Cache Key Specification

Preventing Data Confusion in Multi-Source CV Pilot Data

Version: 1.1
Date: 2026-01-28
Status: Reviewed & Audited
Related: WYDOT Data Infrastructure Plan

The Problem

When caching data from multiple sources (wydot, nycdot, thea), we MUST ensure:

Source Isolation: WYDOT data never gets mixed with NYCDOT data
Date Range Handling: Partial overlaps are handled correctly
Message Type Isolation: BSM never gets confused with TIM or EVENT
Integrity Verification: Corrupted/incomplete cache is detected
Schema Evolution: Old cache is invalidated when schema changes

Cache Key Design

Primary Key Structure

{source}/{message_type}/{year}/{month:02d}/{day:02d}

Examples:

wydot/BSM/2021/04/01      → wydot BSM data for April 1, 2021
nycdot/EVENT/2021/04/01   → nycdot EVENT data for April 1, 2021
thea/SPAT/2021/04/01      → thea SPAT data for April 1, 2021

Critical Design Decision: Source is the FIRST component, making it impossible to accidentally mix sources.

File System Layout

cache/
├── manifest.json                      # Master index
├── wydot/
│   ├── BSM/
│   │   └── 2021/
│   │       └── 04/
│   │           ├── 01.parquet        # April 1
│   │           ├── 02.parquet        # April 2
│   │           └── ...
│   └── TIM/
│       └── 2021/
│           └── 04/
│               └── 01.parquet
├── thea/
│   ├── BSM/
│   └── SPAT/
└── nycdot/
    └── EVENT/

Manifest Schema

The manifest (manifest.json) tracks all cached data and its integrity:

{
  "version": 2,
  "created_at": "2026-01-28T23:00:00Z",
  "last_modified": "2026-01-28T23:30:00Z",

  "entries": {
    "wydot/BSM/2021/04/01": {
      "status": "complete",
      "file_path": "wydot/BSM/2021/04/01.parquet",
      "row_count": 125432,
      "file_size_bytes": 45123456,
      "source_file_count": 24,
      "checksum_sha256": "a1b2c3d4e5f6...",
      "fetched_at": "2026-01-28T22:00:00Z",
      "schema_version": "6",
      "s3_etags": ["etag1", "etag2", "..."],
      "config_hash": "cfg_abc123"
    },

    "nycdot/EVENT/2021/04/01": {
      "status": "complete",
      "file_path": "nycdot/EVENT/2021/04/01.parquet",
      "row_count": 8923,
      "file_size_bytes": 2345678,
      "source_file_count": 8,
      "checksum_sha256": "x1y2z3...",
      "fetched_at": "2026-01-28T22:15:00Z",
      "schema_version": "1",
      "s3_etags": ["etag1", "..."],
      "config_hash": "cfg_abc123"
    }
  },

  "in_progress": {
    "wydot/BSM/2021/04/03": {
      "status": "downloading",
      "started_at": "2026-01-28T23:00:00Z",
      "files_completed": 12,
      "files_total": 24,
      "bytes_downloaded": 23456789
    }
  }
}

Entry Status Values

Status	Meaning
`complete`	Fully downloaded and verified
`downloading`	Currently being fetched
`failed`	Download failed (will retry)
`corrupted`	Checksum mismatch (will re-download)
`expired`	TTL exceeded (will re-download)

Cache Lookup Algorithm

class CacheManager:
    def get_data(
        self,
        source: str,          # "wydot", "nycdot", "thea"
        message_type: str,    # "BSM", "TIM", "SPAT", "EVENT"
        start_date: date,
        end_date: date
    ) -> DataFrame:
        """
        Retrieve data for the specified source, type, and date range.
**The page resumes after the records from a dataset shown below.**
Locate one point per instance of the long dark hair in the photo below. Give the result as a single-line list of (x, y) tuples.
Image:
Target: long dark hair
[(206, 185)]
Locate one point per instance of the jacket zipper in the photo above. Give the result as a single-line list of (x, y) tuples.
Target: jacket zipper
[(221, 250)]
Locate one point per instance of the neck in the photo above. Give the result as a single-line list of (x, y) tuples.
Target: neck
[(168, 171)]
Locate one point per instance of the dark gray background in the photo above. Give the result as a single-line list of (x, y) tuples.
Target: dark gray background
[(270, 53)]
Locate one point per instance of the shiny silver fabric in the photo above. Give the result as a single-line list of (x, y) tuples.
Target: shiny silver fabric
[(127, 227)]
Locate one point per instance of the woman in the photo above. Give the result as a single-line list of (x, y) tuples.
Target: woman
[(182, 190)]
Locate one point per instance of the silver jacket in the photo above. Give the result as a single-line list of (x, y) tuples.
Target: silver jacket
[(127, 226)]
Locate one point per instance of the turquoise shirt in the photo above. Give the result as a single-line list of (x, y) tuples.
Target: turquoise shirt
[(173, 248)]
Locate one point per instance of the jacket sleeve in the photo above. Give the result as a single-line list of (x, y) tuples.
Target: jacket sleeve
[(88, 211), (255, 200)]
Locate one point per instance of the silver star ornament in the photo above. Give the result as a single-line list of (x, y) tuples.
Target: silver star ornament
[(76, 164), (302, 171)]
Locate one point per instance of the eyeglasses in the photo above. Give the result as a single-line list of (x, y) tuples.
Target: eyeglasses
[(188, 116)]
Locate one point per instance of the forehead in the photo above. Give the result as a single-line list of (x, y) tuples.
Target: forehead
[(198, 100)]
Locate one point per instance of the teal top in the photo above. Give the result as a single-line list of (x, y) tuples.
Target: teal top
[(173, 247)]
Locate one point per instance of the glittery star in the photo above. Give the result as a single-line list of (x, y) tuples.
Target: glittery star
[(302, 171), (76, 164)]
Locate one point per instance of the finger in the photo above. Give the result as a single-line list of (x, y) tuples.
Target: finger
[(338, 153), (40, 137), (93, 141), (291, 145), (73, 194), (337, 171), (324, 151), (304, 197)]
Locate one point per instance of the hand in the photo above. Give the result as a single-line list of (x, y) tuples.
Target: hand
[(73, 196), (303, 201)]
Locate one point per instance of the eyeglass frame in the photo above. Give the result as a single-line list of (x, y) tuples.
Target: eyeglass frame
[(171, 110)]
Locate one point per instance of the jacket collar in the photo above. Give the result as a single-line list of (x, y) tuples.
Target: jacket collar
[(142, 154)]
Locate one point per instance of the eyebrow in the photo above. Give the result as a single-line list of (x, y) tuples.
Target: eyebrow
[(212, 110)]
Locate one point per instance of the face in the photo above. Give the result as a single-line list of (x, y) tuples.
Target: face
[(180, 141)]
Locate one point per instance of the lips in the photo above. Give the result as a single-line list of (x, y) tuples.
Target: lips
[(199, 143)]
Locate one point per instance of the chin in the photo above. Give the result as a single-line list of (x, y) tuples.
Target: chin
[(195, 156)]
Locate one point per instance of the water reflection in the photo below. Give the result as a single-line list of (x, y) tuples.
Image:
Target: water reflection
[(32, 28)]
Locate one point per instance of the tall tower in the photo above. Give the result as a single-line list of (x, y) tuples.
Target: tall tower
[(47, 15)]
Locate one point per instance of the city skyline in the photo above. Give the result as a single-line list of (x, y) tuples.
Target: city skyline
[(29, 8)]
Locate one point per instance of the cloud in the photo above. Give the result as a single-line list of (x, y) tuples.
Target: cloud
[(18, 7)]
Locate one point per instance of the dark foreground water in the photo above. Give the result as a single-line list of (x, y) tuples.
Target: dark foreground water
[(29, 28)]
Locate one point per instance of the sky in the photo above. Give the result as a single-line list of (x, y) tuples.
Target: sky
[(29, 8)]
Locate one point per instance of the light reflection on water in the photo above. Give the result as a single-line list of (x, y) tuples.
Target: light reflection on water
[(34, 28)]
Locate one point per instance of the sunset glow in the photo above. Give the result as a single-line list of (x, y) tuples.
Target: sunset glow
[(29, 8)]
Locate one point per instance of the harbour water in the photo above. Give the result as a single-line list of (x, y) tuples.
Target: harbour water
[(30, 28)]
        CRITICAL: source and message_type are ALWAYS explicit.
        We NEVER infer them from context or defaults.
        """

        # 1. VALIDATE INPUTS (fail fast on invalid source)
        if source not in VALID_SOURCES:
            raise ValueError(f"Invalid source: {source}. Valid: {VALID_SOURCES}")
        if message_type not in VALID_MESSAGE_TYPES[source]:
            raise ValueError(f"Invalid message_type {message_type} for source {source}")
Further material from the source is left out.